Bir misal teşkil etmesi bakımından, “ilim” ve “âlim” kavramlarını ele alalım. Bunlarla çok yakından bağlantılı “hâkim” ve “arif” kavramlarını sonra değerlendirmek üzere parantezde tutarak, şöyle bir düşündüğümüzde bile, “İslam âlimi” sözünün şimdiki genel geçer anlamına itiraz etmemiz mümkün. Şöyle ki: Kuran-ı Kerim ve Hadis külliyatı başta olmak üzere, İslami bilgi gövdesinde, “ilim” ve “âlim” sözlerinin anlam ağını incelediğimizde, en özet biçimde, şunları söyleyebiliriz. 1. “Hiç bilenle bilmeyen bir olur mu?” (Zümer/9), “Allah'a karşı ancak kulları içinden âlim olanlar derin saygı duyarlar” (Fatır/28) ayetleri uyarınca, hakikate ulaşma çabası olarak bilgi faaliyetinin kendisi bizatihi çok önemli ve değerlidir. O kadar ki âlimler, “peygamberlerin varisleridir” denir. İlim ışıkla, cehalet karanlıkla temsil edilir. 2. İlim alanları arasında, keskin bir hiyerarşik tasniften kaçınılır. 3. İlimin sonunun olmadığına inanılır. “Eğer bilmediklerim ayağımın altında olsaydı, başım göğün en yüksek katına değerdi” (Ebu Hanife). 4. Ancak bunca önem ve değerine rağmen ilmin, “faydasız” olanı da vardır. İlim, amel ve takvadan kopmuş ise, üreticisine bir fayda sağlamaz. Amel ve takva, ilmin makbullük ve etik sınırlarını belirler. 5. İslami bilgi gövdesinde “ilim” ve “âlim” sözleri ve onlara verilen değer ve önem, “akıl” ve “aklını kullanmak” ile bağlantılıdır. “Allah'ın izni olmadıkça hiçbir kişinin iman etmesi mümkün değildir. Akıllarını kullanmayanlar üzerine Allah murdar bir darlık yükler” (Yunus/100). İlim, aklını kullanmanın, hakikati kavrama alanındaki çok özelleşmiş ve itibarlı bir şeklidir.

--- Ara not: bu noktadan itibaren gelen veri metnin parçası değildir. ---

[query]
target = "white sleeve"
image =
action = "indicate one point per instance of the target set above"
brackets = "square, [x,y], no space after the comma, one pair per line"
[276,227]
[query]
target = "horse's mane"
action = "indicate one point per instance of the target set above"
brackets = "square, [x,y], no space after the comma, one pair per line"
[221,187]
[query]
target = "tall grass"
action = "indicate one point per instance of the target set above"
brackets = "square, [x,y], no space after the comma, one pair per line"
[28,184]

İslami bilgi gövdesinden neşet eden bu temeller, günümüzün bilgi ve bilim anlayışından oldukça farklı. Hakikate taalluk etmeye çalışan tüm bilginin, üreticisinden ve felsefi materyalist yönelişinden bağımsız olarak, “İslam'ın içinde” ve “İslami” olduğu söylenebilir. Hakikati ortaya çıkarma, insanlığın önüne serme gayretindeki her bilgi çabası, hikmete dairdir; İslami bilgi gövdesine dâhil edilmesi icap eder. Bu sayede İslami bilgi gövdesini hakikati kavramaya dönük tüm bilgileri içerecek şekilde sonsuza kadar genişletme imkânı ve şimdikinden çok değişik bir bilimler tasnifi ve bilimlerin birbirleriyle etkileşim imkânı ortaya çıkar.

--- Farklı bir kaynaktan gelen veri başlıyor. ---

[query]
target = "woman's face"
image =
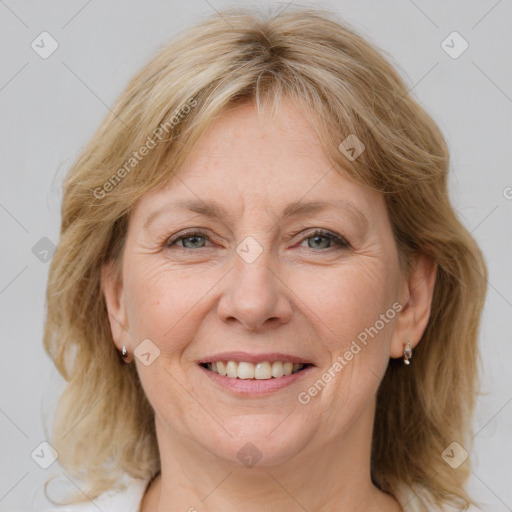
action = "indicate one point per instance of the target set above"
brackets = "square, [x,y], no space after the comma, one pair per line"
[259,252]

Bu durumda “İslami ilim”-“İslami olmayan ilim” ayrımından ziyade ilmin insanlığa ve kişisel olarak üreticisine faydasına göre ayrılması değerlendirilmesi daha uygun. (Münhasıran İslam dinini inceleyen ilimlere yine “nakli/vaz'i/şer'i ilimler” adı verilebilir). Aynı şekilde hak eden Müslüman ilahiyatçıların yanı sıra, amel ve takva sahibi, hakikati kavrama ve aydınlatma peşinde, yetkinleştiği bilgi alanını genel İslami bilgi gövdesiyle bütünleştirmeye çalışan Müslüman bilim insanlarına, felsefecilere, düşünürlere “İslam âlimi” denilmesi, daha yerinde.